Cache efficiency could be quite low as the stream-instruction are begging
to be used as a powerful, general purpose vector facility that has the
potential to sweep of large portions of the memory (caches don't help
too much if you are accessing a sizable fraction of the address space
periodically, as seen in scientific code).

The other dark area are exceptions/interrupts/pagefaults/context-swaps:
there is a lot of state in WM and there is a fair amount of asynchronicity
to be sorted out. Wulf entertained the notion of an imprecise exception
(of IBM 360/91 fame) that I don't find too attractive. However, I'm not
convinced that this is the only answer to this problem.

-- 
   --  Andreas Nowatzyk  (DC5ZV)

   Carnegie-Mellon University	     Arpa-net:   agn@unh.cs.cmu.edu
   Computer Science Department         Usenet:   ...!seismo!unh.cs.cmu.edu!agn

ram%shukra@Sun.COM (Renu Raman (Sun Microsystems)) (04/25/88)
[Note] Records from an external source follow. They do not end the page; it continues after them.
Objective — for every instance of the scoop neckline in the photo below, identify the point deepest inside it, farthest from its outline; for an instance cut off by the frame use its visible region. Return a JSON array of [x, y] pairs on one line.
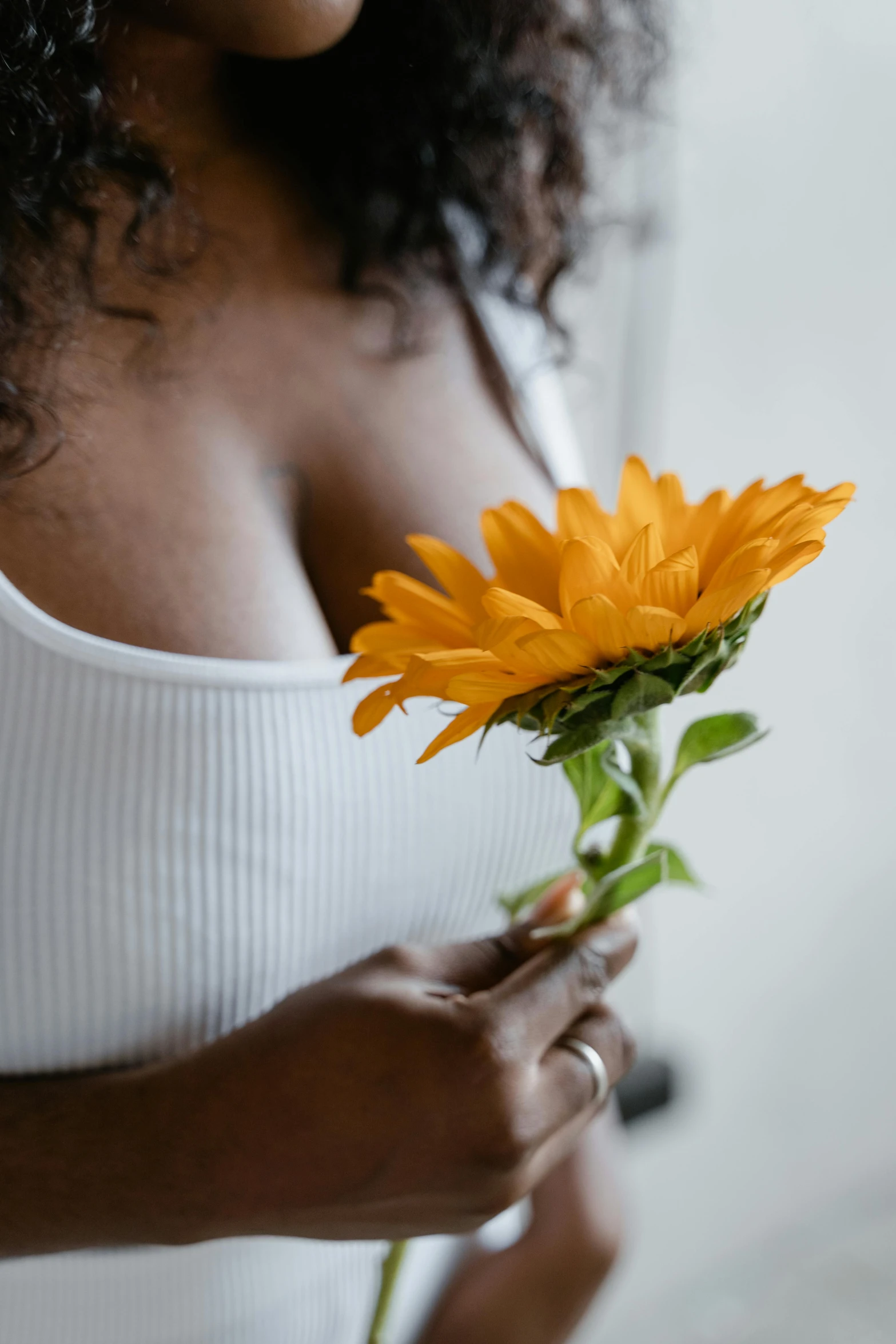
[[67, 640]]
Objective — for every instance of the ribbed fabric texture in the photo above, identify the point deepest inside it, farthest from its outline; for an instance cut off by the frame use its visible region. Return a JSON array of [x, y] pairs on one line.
[[183, 842]]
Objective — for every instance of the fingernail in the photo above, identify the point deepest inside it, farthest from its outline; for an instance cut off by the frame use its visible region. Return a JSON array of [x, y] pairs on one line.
[[564, 900], [621, 925]]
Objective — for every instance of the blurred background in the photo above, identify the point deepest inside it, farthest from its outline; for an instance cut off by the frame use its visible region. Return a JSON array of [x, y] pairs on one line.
[[740, 320]]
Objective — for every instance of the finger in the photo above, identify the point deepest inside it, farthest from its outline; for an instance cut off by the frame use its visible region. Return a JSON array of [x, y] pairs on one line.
[[563, 1093], [566, 1082], [541, 999], [471, 967]]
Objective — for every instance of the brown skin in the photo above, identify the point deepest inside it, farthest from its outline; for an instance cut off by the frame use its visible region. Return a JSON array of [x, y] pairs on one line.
[[171, 519]]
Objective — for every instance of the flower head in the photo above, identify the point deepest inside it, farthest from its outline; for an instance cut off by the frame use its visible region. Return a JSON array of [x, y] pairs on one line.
[[595, 619]]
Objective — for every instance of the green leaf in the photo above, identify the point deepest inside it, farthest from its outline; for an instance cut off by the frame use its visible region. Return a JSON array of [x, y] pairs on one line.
[[586, 776], [608, 804], [640, 694], [625, 885], [626, 782], [679, 869], [714, 738], [517, 904]]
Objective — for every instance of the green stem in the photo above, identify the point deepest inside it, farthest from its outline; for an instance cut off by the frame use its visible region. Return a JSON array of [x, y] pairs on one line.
[[389, 1279], [635, 830]]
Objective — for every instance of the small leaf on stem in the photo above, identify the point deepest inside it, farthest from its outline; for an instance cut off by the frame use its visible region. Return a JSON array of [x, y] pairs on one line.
[[714, 738]]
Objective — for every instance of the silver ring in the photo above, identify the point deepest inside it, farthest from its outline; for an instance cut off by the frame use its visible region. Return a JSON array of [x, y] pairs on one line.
[[597, 1066]]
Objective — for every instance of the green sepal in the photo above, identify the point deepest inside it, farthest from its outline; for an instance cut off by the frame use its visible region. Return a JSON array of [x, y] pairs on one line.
[[641, 693], [604, 705]]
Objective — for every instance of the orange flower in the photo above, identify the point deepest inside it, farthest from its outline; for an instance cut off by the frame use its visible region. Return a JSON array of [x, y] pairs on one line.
[[602, 590]]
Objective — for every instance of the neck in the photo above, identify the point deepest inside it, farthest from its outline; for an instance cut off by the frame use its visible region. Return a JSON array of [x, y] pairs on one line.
[[167, 86]]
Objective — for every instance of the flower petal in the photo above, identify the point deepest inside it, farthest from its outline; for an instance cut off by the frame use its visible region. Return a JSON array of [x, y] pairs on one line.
[[479, 687], [644, 554], [372, 710], [579, 514], [752, 555], [501, 602], [653, 628], [639, 503], [674, 584], [372, 665], [604, 625], [716, 608], [457, 575], [464, 726], [706, 522], [791, 559], [417, 604], [562, 654], [587, 566], [393, 638], [525, 555]]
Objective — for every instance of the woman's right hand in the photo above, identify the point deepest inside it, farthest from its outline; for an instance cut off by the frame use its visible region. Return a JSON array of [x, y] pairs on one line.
[[421, 1091], [418, 1092]]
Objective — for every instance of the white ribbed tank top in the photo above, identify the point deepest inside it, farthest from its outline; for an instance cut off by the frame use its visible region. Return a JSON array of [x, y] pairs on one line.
[[183, 842]]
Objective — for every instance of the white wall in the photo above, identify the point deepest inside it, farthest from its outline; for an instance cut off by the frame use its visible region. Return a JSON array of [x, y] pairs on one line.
[[777, 987]]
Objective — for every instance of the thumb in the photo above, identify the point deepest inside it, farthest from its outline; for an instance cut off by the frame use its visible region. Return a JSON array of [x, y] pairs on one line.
[[471, 967]]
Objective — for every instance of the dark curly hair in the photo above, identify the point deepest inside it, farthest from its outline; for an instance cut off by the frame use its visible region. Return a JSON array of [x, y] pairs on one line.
[[425, 109]]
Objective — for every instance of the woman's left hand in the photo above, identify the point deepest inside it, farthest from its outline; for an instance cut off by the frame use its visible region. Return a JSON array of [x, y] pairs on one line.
[[537, 1291]]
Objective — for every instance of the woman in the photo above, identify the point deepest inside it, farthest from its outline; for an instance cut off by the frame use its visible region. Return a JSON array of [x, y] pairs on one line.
[[241, 360]]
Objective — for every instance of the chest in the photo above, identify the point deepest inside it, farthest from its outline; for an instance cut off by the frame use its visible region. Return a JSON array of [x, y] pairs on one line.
[[237, 503]]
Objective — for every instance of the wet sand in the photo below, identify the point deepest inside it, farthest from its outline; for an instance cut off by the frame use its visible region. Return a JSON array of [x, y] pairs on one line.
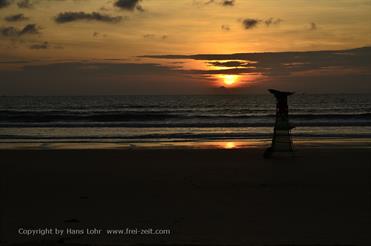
[[203, 196]]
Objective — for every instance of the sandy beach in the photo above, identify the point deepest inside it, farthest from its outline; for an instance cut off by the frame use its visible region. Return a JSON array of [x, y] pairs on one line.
[[189, 196]]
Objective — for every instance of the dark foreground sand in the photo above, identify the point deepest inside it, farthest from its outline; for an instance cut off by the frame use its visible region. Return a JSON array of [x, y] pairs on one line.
[[204, 197]]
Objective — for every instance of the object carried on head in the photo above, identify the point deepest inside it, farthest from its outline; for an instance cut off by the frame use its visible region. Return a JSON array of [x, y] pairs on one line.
[[281, 141]]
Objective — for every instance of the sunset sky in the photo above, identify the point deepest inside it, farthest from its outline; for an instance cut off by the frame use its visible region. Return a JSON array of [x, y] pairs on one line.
[[78, 47]]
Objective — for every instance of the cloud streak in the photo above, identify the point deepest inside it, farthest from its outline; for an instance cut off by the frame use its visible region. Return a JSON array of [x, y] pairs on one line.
[[15, 32], [16, 17], [129, 5], [67, 17], [25, 4], [40, 46], [4, 3]]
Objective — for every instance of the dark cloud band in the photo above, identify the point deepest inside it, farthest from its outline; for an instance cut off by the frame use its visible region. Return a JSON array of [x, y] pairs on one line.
[[16, 17]]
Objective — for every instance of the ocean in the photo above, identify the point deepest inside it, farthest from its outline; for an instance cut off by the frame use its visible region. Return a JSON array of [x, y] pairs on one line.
[[158, 119]]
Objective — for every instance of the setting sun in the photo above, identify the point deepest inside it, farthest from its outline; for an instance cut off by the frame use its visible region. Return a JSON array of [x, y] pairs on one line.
[[229, 79]]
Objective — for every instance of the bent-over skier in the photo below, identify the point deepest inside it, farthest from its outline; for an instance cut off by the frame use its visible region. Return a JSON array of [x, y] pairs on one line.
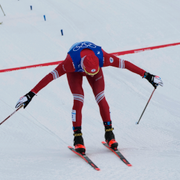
[[87, 59]]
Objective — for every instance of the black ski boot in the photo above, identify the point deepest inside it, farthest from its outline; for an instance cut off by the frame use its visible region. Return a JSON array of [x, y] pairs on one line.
[[110, 138], [78, 142]]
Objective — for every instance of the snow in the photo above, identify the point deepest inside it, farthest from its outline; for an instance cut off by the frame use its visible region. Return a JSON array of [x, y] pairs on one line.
[[33, 142]]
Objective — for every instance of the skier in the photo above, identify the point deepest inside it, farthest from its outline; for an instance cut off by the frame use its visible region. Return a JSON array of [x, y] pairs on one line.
[[87, 59]]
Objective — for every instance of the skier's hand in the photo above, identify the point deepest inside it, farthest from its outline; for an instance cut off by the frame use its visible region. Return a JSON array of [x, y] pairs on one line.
[[154, 80], [25, 100]]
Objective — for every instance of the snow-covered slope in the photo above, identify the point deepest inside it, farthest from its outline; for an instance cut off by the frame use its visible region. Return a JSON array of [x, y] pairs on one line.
[[33, 142]]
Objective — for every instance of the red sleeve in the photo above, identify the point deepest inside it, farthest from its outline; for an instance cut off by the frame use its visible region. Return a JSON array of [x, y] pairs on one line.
[[111, 60], [64, 67]]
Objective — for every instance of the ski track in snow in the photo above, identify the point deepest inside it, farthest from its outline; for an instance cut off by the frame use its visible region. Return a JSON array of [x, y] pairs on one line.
[[33, 142]]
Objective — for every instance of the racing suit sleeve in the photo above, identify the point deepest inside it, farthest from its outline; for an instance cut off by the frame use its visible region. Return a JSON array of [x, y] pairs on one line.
[[64, 67], [111, 60]]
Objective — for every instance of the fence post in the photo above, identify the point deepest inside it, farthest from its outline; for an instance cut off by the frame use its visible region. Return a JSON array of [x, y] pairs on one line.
[[2, 10]]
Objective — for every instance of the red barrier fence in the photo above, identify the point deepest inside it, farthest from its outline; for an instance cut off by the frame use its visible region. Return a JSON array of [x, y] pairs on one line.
[[115, 53]]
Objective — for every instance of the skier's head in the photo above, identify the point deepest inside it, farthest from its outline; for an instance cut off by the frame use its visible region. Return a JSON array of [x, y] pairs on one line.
[[90, 64]]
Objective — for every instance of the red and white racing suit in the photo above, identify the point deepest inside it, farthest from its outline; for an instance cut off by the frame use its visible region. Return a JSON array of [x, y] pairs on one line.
[[96, 82]]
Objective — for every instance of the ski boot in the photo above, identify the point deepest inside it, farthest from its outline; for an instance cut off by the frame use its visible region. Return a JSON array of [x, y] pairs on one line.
[[78, 142], [110, 138]]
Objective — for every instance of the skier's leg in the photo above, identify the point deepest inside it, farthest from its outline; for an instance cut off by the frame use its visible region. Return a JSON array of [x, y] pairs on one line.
[[75, 84], [98, 86]]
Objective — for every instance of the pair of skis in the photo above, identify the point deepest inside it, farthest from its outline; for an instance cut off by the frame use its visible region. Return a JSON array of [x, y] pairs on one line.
[[88, 160]]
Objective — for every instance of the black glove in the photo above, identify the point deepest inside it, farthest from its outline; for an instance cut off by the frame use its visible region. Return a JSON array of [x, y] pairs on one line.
[[25, 100], [154, 80]]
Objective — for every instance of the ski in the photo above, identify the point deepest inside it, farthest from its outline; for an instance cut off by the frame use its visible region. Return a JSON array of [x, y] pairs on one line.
[[85, 157], [117, 152]]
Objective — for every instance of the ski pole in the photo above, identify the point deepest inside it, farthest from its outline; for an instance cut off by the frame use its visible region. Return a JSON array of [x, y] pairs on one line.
[[11, 114], [146, 106]]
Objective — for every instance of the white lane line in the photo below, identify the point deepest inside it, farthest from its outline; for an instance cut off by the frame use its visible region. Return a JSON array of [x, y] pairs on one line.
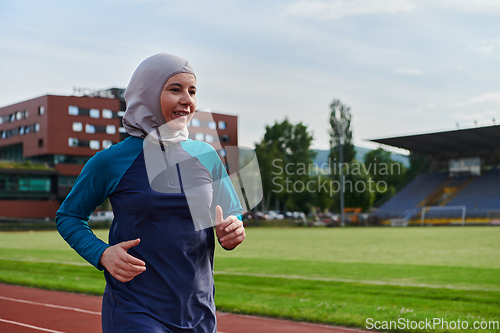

In article <1508@pt.cs.cmu.edu> agn@UNH.CS.CMU.EDU (Andreas Nowatzyk) writes:
>
>Of particular appeal to me was the introduction of fifo's into the
>load/store instructions (decoupling the time when an address is issued
>from the time when the data is accessed) as it has the *potential*  of
>allowing more latency in the memory system without degrading the throughput.
>
   This is not new.  Read about the ZS-1 in the prevous ASPLOS conference
   proceedings.  A real machine exists with queues/fifos as interface to
   the memory system.  For more details read "The ZS-1 Central Processor"
   by Smith et. al. ASPLOS - 87.
>
>   --  Andreas Nowatzyk  (DC5ZV)
>

hankd@pur-ee.UUCP (Hank Dietz) (04/26/88)

In article <50669@sun.uucp>, ram%shukra@Sun.COM (Renu Raman (Sun Microsystems)) writes:
> In article <1508@pt.cs.cmu.edu> agn@UNH.CS.CMU.EDU (Andreas Nowatzyk) writes:
> >Of particular appeal to me was the introduction of fifo's into the
> >load/store instructions (decoupling the time when an address is issued
> >from the time when the data is accessed) as it has the *potential*  of
> >allowing more latency in the memory system without degrading the throughput.
>    This is not new.  Read about the ZS-1 in the prevous ASPLOS conference

Actually, it has been common for a while now.  I don't remember the model,
but I know at least one of CSPI's array processors used FIFO interfaces not
only to decouple memory references, but also to decouple interactions
between control, address generation, and arithmetic hardware.  You are right
about the ZS-1... it looks very similar to WM.  Besides, for the past 6 or 7
years, at least a few hardware people I know have used "dataflow
microarchitecture" (i.e., FIFO-interconnected functional units) in building
conventional-looking special-purpose machines.

There is a catch, however, in that FIFOs to shared resources start showing
the usual dataflow problems: operand to operation matching and high bus
bandwidth requirements.  These are non-trivial problems to solve dynamically.
WM solves them by forcing operations of each type to be executed in the
original sequence, although different types of operations can execute in a
variable order relative to each other.  This is quite a strong restriction.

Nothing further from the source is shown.